Когда он злился, французский акцент делался заметнее, а голос тоньше. Если не знать, Шарлотта могла бы принять его за женский.

– И что теперь будем делать? – уныло спросила она, захлопнув дверцу.

– Если из-за этого… ляпа он догадается, что кто-то пытается незаметно подобраться к нему, возможно, нам придется его убить, а потом подослать кого-нибудь посообразительней к Мойре и Беннету, а заодно и к его дочери.

Она похожа на меня в детстве, снова подумала Шарлотта.

Откинувшись на сиденье, она пристегнула ремень. Приятно было с тобой познакомиться, Фрэнк, думала она, а тем временем Раскасс, вырулив с дорожки госпиталя, включил правый поворот, чтобы выехать на Уотермана. Хороший ты человек, вдовец, который делает все, что в его силах, для своей маленькой дочурки – сегодня ты даже спас ей жизнь! – и на моей памяти ты первый человек, который узнаёт стихотворение Мильтона по одной строке. Но боюсь, я убила тебя, упомянув твой любимый скотч.

И я не стану этому мешать. Я, понимаешь ли, не хороший человек. Была когда-то, и скоро – если у Раскасса все получится и он сдержит слово – у меня опять появится шанс стать хорошей, начав все с начала.

Я проживу более счастливую жизнь, вернее, она проживет: девочка, которой я была когда-то, моя «маленькая дочурка», так похожая на твою Дафну. «Я все устроил, заботясь о тебе, мое дитя». Она и не узнает, какие ужасные вещи я ради нее делала. И слепой она не будет. Слепой она не будет.


Орен Лепидопт стоял на ковре в темной сейчас гостиной Фрэнка Маррити, осматривая силуэты стола, телевизора и полок, уставленных книгами с нечитаемыми в темноте названиями. Впрочем, он ознакомился с ними при дневном свете – в этой комнате много Стивенсона, Бронте и Троллопа, в то время как поэзия, драма и энциклопедии выстроились на полках, висящих над головой в коридоре, а история, философия и современные романы собраны в верхней гостиной. Поэзия, книги по истории и философии расставлены в хронологическом порядке, а романы по алфавиту.
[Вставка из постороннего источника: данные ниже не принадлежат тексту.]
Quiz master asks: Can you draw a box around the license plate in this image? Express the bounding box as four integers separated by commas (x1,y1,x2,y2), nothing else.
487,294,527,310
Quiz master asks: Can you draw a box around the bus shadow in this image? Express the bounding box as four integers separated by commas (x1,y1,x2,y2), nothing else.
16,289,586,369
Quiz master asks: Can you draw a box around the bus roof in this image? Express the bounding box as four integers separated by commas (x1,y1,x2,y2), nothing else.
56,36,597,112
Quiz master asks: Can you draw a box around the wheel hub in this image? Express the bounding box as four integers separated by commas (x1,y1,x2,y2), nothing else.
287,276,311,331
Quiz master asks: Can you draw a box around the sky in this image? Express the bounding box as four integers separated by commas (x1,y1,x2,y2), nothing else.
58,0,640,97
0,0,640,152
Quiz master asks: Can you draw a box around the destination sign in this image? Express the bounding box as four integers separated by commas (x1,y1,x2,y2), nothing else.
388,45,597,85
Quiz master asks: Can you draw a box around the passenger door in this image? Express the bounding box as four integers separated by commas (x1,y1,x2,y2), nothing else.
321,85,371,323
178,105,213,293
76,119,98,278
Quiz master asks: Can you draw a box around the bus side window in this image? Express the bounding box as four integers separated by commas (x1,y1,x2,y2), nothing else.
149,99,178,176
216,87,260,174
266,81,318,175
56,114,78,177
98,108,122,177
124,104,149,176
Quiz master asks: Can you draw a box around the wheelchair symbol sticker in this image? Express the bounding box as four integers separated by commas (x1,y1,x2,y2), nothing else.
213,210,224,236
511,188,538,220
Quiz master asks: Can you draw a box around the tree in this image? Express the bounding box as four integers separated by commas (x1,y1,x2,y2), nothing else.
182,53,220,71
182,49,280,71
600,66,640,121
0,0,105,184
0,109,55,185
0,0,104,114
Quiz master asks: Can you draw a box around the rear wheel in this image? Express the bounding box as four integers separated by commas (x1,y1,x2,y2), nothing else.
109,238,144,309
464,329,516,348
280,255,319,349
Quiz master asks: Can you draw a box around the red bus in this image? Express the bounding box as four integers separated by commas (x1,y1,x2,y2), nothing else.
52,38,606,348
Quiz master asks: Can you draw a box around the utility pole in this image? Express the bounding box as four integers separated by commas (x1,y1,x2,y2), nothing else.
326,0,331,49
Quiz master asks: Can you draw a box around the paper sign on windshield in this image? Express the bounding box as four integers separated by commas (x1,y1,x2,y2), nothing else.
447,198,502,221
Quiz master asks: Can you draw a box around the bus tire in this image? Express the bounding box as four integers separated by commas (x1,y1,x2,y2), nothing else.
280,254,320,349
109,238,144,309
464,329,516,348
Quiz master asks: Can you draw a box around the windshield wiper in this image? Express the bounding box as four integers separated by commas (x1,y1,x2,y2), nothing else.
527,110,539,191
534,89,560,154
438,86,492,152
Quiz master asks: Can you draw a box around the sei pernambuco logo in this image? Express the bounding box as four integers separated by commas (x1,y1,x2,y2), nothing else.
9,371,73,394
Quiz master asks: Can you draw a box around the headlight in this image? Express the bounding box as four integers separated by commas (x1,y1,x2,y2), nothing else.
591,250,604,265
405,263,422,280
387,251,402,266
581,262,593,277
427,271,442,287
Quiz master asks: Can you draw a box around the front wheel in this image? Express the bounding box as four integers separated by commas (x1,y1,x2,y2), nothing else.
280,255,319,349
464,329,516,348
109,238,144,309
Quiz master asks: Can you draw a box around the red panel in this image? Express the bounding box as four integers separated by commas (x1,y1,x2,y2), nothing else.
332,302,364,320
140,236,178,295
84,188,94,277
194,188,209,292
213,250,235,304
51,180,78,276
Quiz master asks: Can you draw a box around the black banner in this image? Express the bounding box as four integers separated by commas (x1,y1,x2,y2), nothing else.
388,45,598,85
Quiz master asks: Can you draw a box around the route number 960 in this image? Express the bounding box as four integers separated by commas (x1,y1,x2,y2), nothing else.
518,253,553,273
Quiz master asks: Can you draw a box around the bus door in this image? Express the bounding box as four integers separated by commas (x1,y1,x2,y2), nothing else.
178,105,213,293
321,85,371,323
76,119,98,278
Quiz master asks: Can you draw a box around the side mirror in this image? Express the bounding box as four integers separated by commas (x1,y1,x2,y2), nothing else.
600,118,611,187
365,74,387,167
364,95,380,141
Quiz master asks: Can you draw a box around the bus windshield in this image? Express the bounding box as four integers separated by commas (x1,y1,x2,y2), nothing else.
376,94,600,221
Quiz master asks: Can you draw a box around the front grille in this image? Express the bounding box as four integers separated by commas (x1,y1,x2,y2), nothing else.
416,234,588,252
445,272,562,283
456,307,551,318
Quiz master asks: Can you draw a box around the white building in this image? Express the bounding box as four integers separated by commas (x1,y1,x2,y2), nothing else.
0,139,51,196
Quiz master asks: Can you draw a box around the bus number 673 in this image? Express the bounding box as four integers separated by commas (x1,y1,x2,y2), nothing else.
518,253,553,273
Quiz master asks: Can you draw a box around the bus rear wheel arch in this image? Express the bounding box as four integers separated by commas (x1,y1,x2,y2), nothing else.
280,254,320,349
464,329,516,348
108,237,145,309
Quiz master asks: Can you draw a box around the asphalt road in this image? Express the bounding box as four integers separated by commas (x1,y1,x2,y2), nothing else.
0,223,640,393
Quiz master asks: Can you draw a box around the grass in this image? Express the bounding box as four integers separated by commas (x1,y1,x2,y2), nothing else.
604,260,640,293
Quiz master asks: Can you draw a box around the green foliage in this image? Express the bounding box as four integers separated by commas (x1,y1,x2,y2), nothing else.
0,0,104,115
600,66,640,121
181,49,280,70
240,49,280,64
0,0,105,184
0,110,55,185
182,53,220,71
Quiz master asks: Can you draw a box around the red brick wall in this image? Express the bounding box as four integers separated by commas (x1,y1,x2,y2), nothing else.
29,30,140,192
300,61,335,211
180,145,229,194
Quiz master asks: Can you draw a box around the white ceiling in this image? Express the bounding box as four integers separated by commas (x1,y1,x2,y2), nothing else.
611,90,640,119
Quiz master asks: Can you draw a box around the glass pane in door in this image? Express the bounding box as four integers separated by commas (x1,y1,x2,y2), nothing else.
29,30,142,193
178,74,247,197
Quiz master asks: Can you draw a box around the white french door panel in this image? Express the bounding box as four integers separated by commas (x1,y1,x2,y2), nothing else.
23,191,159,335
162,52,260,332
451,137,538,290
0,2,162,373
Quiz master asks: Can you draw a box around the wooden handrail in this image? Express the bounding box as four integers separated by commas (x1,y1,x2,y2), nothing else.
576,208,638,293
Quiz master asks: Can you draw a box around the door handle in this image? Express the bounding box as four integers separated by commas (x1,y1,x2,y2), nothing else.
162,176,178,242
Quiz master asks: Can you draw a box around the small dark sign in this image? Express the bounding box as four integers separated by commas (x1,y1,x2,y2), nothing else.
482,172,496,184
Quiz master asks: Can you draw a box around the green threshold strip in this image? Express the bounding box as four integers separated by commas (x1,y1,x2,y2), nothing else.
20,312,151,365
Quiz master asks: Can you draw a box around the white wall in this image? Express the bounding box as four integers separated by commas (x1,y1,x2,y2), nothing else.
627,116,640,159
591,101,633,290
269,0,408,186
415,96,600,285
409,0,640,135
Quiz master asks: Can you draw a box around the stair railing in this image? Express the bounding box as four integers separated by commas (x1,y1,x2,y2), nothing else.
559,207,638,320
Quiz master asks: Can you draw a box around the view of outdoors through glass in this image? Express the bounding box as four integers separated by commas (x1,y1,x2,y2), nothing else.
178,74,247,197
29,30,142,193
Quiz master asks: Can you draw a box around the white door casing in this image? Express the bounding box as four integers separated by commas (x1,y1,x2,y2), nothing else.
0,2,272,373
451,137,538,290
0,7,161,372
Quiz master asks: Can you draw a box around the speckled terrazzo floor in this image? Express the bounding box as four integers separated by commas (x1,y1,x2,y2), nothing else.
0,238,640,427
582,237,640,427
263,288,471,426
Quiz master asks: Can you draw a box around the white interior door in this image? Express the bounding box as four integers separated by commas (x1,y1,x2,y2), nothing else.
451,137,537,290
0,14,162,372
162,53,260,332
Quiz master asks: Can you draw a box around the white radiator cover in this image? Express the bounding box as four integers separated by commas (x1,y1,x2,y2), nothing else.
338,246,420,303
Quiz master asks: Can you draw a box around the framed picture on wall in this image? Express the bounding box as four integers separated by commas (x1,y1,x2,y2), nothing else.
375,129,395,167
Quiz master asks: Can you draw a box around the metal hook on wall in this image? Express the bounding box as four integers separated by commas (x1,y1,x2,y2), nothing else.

Комнату девочки сегодня покрасили – кровать выдвинули на середину, маленький письменный стол и пару книжных стеллажей прислонили к ней, скатанный коврик и пару плетеных корзин свалили прямо на кровать и прикрыли все коричневым чехлом из бумажной ткани. Заглянув под него, Лепидопт разглядел среди книг на одном из стеллажей «Ветер в ивах» и «Обитателей холмов»; корзины были заполнены кассетами с новинками рока и альбомами, в большинстве своем – записи «Квин». В черной лаковой шкатулке для драгоценностей, с разделителями из голубого бархата и прорезями для колец, хранились два золотых браслета, несколько серег и обручальное кольцо – надо полагать, материнское.

Лепидопт припомнил хаос в комнате своего сына, в их квартире на улице Дизенгофа в Тель-Авиве. Луис был всего на год младше Дафны и тоже любил «Квин». Жену Лепидопта, Дебору, беспокоил тот факт, что вокалист группы оказался гомосексуалистом, однако юный Луис уже засматривался на девочек. Лепидопту стало интересно, могли бы эти двое детей подружиться, если бы, вопреки вероятности, они встретились. Наверняка подружились бы, наверняка Дафне понравился бы курчавый еврейский мальчик с пронзительными, как у отца, карими глазами.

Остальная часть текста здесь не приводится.